I knock on the door of his hotel room, quickly, lightly. I wait, my heart beating. He opens it, and smiles down at me, crinkling his blue eyes. I feel a familiar warmth low in my stomach, seeping down to between my thighs.
I'm reminded of the times we've walked past each other, how my heart beat just that much faster and my breathing quickened when I saw him. How many of those were chance encounters and how many were by design? By him? Or unconsciously by me?
I take a deep breath and walk in, aware of him close behind me. I'm wearing a tight, dark pink satin dress. I turn around to see him watching me intently.
"I've been in the shower," he says, gesturing to his robe. "Do you want a drink?" I've only ever seen him in a suit before, sharp and sleek. I have a sudden vision of him scrubbing his back, soap running between his arse cheeks and down his thighs and I feel myself redden. Even though he knows exactly what I'm here for.
"Yes," I say. My throat is dry and it comes out as a stammer, uncertain. Not exactly how I intended. I look out the floor-to-ceiling windows, across the city. I can see my apartment from here, but I feel far away, a little disassociated.

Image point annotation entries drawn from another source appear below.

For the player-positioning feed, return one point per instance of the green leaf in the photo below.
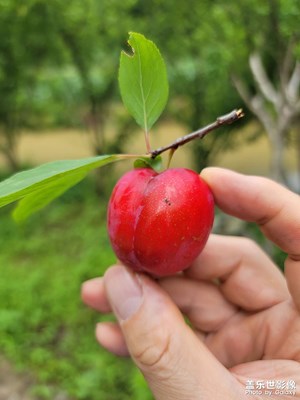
(143, 81)
(38, 186)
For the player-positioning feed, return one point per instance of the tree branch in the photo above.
(264, 84)
(199, 134)
(293, 85)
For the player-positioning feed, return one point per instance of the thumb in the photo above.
(175, 363)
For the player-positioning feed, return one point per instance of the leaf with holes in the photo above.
(143, 81)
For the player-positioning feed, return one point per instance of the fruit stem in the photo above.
(171, 153)
(199, 134)
(148, 147)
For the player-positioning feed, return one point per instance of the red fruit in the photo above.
(159, 223)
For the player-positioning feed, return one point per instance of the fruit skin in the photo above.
(159, 222)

He can see I'm nervous. He pours me a glass of wine and starts a light, conversational patter - what's been in the news, stories about mutual acquaintances. He glosses over certain topics adroitly. We haven't had a proper conversation before, not really, but he's funny and interesting tonight, expert at putting people at ease. I start to relax, to breathe more easily, especially after the wine kicks in. He reminds me of a horse trainer, whispering softly to his new acquisition to calm her down.